Atenção regional: vírus respiratórios no Norte merecem cuidado especial em famílias com bebês, idosos e pessoas vulneráveis.

Sinais de alerta não devem ser ignorados

Os vírus respiratórios no Norte podem começar como uma gripe comum, com febre, tosse, coriza, dor no corpo e cansaço. No entanto, alguns sinais indicam que é hora de procurar atendimento. Falta de ar, respiração rápida, chiado no peito, febre persistente, sonolência intensa, lábios arroxeados ou piora repentina exigem avaliação de saúde.

Em bebês, o alerta deve ser ainda maior quando há dificuldade para mamar, respiração com esforço, gemência, prostração ou redução importante da atividade. Já em idosos, confusão mental, fraqueza extrema e piora de doenças já existentes também podem indicar complicação respiratória.

Atenção imediata

Quando procurar atendimento

  • Falta de ar ou respiração muito rápida.
  • Febre persistente ou retorno da febre após melhora.
  • Chiado no peito, lábios arroxeados ou dor torácica.
  • Sonolência intensa, confusão mental ou prostração.
  • Piora rápida em crianças, idosos ou pacientes crônicos.

Prevenção contra vírus respiratórios no Norte começa em casa

A prevenção contra vírus respiratórios no Norte passa por medidas simples. Manter a vacinação em dia, lavar as mãos, deixar ambientes ventilados, usar máscara quando houver sintomas e evitar aglomerações em períodos de maior circulação viral são atitudes que reduzem a transmissão.

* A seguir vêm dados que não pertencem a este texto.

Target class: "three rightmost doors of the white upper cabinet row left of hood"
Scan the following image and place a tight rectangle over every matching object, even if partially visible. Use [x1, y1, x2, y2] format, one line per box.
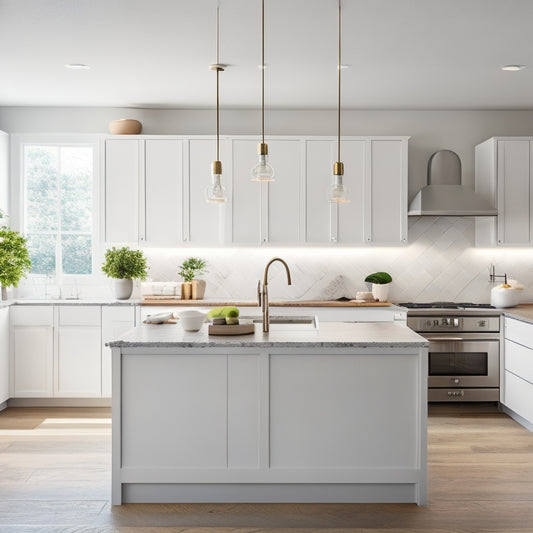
[305, 137, 408, 245]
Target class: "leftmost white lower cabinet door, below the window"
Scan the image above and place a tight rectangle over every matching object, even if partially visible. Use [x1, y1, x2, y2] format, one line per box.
[10, 306, 54, 398]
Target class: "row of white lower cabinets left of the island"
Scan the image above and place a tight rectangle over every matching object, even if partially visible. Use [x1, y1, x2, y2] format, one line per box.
[9, 304, 136, 403]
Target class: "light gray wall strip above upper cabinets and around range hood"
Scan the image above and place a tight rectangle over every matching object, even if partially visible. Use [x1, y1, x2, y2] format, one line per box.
[0, 107, 533, 199]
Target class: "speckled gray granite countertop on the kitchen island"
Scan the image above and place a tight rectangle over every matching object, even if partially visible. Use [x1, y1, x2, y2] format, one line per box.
[109, 322, 428, 348]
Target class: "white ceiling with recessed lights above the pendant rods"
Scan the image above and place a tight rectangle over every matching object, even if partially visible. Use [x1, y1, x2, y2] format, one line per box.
[0, 0, 533, 109]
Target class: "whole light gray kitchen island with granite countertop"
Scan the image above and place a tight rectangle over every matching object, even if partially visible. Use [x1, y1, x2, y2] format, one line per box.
[109, 323, 427, 505]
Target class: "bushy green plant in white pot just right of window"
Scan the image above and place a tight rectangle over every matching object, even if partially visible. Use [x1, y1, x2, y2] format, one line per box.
[102, 246, 147, 300]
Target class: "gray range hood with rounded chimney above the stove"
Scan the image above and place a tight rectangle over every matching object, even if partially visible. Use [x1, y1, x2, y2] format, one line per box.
[407, 150, 498, 217]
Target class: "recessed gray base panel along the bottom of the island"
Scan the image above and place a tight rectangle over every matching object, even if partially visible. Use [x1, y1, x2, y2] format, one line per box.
[122, 483, 420, 503]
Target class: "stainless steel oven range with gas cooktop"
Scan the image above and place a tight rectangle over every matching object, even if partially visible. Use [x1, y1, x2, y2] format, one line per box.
[407, 310, 500, 402]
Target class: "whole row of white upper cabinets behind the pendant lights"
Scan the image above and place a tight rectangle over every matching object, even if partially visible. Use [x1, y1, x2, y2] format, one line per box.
[105, 136, 408, 246]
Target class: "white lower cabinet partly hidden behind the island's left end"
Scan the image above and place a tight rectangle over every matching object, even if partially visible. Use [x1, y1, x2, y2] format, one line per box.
[102, 306, 135, 398]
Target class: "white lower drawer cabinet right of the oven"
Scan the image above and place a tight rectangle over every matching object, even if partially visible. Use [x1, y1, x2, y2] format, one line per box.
[503, 318, 533, 425]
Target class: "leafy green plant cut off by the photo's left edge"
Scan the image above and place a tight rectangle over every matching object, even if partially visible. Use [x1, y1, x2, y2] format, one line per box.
[0, 226, 31, 300]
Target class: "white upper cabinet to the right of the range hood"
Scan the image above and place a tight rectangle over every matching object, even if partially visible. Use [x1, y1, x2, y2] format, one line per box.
[475, 137, 533, 246]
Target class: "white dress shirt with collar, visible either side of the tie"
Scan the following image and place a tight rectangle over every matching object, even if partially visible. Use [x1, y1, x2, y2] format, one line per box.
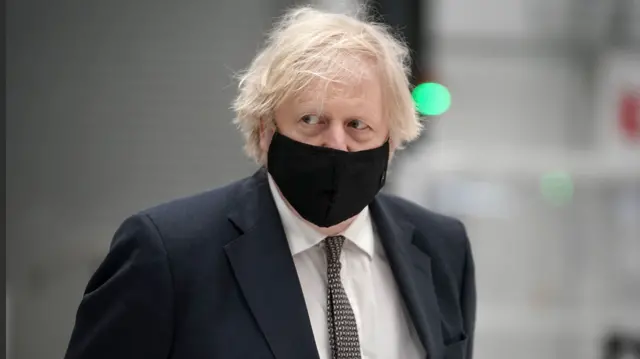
[269, 176, 426, 359]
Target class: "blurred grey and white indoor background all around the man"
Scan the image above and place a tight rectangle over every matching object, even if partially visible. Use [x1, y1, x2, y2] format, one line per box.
[6, 0, 640, 359]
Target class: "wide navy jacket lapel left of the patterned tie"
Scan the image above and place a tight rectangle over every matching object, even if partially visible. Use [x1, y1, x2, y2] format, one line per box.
[225, 170, 319, 359]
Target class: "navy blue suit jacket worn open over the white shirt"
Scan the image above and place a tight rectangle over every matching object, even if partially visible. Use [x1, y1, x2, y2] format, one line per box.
[66, 170, 476, 359]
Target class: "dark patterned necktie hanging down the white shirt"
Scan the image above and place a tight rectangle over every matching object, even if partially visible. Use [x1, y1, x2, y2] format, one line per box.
[324, 236, 361, 359]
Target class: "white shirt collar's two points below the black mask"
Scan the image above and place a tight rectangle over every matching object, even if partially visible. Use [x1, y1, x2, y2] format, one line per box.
[268, 175, 374, 259]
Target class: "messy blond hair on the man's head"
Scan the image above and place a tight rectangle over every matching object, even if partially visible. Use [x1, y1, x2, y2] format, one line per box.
[233, 6, 422, 164]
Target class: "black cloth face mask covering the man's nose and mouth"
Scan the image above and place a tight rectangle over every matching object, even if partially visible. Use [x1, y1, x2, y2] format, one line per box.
[267, 132, 389, 227]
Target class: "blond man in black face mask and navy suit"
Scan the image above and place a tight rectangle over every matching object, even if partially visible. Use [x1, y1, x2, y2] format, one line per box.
[66, 8, 476, 359]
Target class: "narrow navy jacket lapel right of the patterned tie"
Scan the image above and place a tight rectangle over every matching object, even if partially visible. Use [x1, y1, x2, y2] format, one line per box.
[370, 196, 444, 359]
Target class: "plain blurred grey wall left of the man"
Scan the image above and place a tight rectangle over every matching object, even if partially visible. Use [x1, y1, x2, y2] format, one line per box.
[6, 0, 283, 359]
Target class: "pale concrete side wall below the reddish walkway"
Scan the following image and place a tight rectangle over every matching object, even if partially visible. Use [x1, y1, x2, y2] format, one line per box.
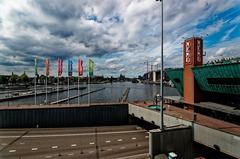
[128, 104, 240, 158]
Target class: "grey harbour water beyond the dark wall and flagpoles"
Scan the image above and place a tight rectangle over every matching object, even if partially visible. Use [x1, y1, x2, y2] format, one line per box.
[0, 82, 179, 106]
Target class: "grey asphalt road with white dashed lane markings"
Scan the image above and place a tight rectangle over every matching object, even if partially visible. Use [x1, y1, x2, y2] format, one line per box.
[0, 125, 149, 159]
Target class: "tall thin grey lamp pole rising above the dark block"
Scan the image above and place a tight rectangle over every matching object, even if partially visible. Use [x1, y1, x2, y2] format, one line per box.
[156, 0, 164, 130]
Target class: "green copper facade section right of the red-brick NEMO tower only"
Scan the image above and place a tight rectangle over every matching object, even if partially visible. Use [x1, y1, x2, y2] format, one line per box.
[192, 63, 240, 95]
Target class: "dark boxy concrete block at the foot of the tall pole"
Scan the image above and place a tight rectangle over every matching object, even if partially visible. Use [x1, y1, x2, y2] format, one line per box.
[149, 125, 194, 159]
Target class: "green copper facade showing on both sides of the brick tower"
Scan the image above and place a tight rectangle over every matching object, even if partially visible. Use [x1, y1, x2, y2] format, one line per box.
[166, 62, 240, 95]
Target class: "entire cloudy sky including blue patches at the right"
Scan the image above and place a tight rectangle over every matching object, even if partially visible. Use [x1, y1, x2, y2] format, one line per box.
[0, 0, 240, 77]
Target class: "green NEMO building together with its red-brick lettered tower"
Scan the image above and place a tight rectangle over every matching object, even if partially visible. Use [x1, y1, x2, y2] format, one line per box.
[166, 37, 240, 121]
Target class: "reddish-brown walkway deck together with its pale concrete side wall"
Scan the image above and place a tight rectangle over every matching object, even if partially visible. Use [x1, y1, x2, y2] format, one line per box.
[128, 102, 240, 158]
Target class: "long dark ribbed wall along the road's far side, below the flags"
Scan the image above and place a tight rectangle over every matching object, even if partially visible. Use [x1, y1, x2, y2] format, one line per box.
[0, 104, 128, 128]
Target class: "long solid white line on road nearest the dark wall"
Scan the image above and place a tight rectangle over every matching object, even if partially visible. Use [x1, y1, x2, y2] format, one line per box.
[0, 130, 146, 139]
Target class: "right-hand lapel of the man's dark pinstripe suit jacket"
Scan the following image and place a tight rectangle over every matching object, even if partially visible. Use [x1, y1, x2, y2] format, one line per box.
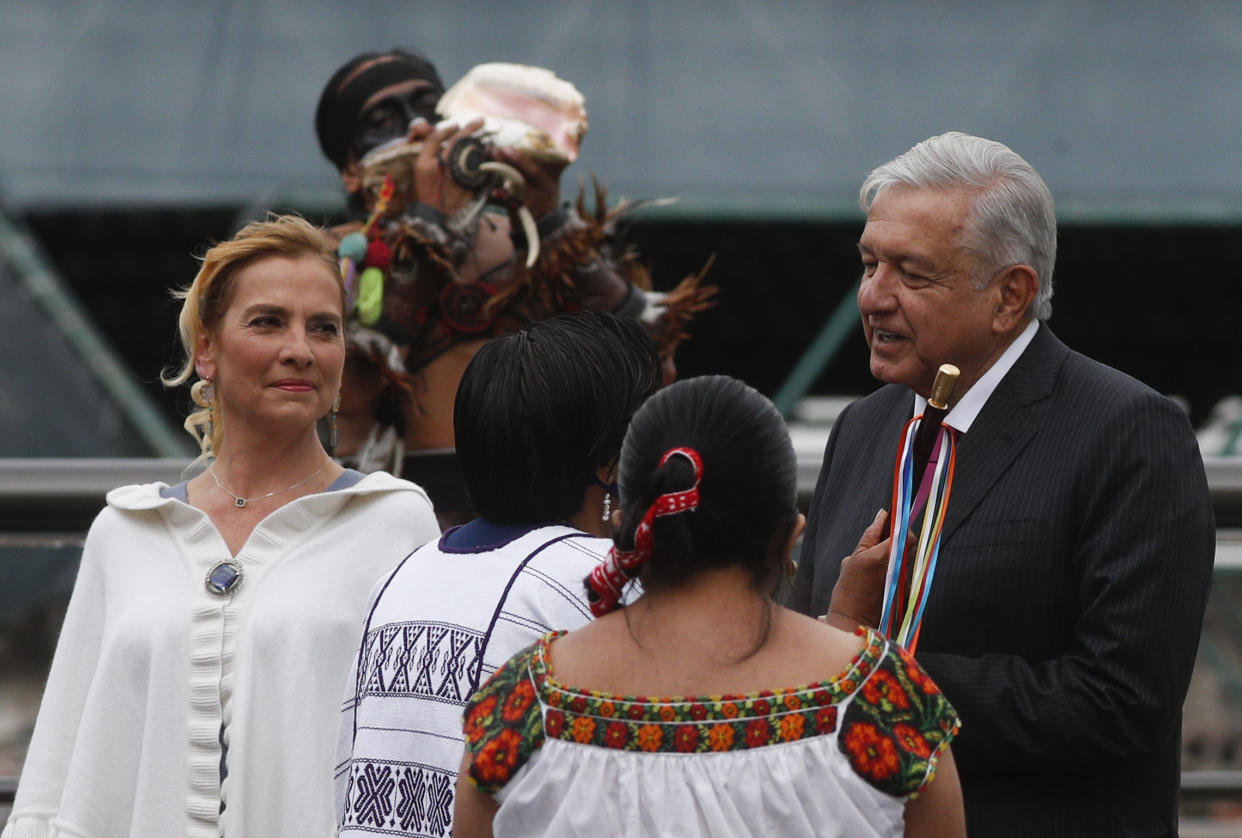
[943, 324, 1069, 541]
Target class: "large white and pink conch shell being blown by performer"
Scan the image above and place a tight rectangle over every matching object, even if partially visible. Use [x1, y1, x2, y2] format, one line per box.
[436, 63, 587, 163]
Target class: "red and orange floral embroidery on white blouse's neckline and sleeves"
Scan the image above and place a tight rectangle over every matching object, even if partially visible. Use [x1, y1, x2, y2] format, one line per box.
[465, 632, 956, 795]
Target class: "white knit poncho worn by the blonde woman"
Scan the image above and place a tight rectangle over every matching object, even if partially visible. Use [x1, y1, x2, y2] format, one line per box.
[4, 473, 438, 838]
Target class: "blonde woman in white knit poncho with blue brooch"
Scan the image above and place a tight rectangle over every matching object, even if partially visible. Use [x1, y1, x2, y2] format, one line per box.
[2, 217, 438, 838]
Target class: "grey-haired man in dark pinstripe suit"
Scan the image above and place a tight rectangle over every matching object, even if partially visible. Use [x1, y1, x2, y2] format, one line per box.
[790, 133, 1215, 838]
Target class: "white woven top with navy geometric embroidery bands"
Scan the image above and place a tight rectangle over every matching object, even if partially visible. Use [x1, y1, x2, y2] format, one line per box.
[337, 525, 611, 838]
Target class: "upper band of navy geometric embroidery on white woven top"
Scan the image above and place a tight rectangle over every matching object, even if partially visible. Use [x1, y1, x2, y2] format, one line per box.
[359, 622, 483, 704]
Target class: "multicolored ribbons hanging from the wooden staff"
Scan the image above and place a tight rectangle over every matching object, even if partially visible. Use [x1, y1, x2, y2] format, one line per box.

Também é importante não mandar crianças gripadas para a escola ou creche, especialmente se houver febre. Em casa, copos, talheres e toalhas não devem ser compartilhados durante o período de sintomas. Quem estiver com tosse ou coriza deve cobrir boca e nariz ao tossir ou espirrar e, sempre que possível, evitar contato com pessoas vulneráveis.

Cuidados práticos

Como reduzir o risco

Vacinação: confira se a dose contra influenza está atualizada, especialmente nos grupos prioritários.
Ambiente ventilado: abra portas e janelas sempre que possível.
Isolamento responsável: com sintomas, evite contato com bebês, idosos e pessoas vulneráveis.

Para Rondônia, o caminho mais seguro é acompanhar os boletins oficiais e manter a prevenção ativa. Mesmo fora do alerta atual mais intenso, o estado está inserido na dinâmica regional de circulação de vírus respiratórios no Norte. Por isso, famílias devem observar sintomas, atualizar vacinas e buscar atendimento quando houver sinais de agravamento.

O cuidado coletivo ajuda a proteger quem tem maior risco. Em períodos de circulação de vírus respiratórios no Norte, atitudes simples podem evitar internações, reduzir complicações e preservar a saúde de crianças, idosos e pessoas vulneráveis.

Fonte da notícia: informações com base no Boletim InfoGripe/Fiocruz e na Agência Brasil.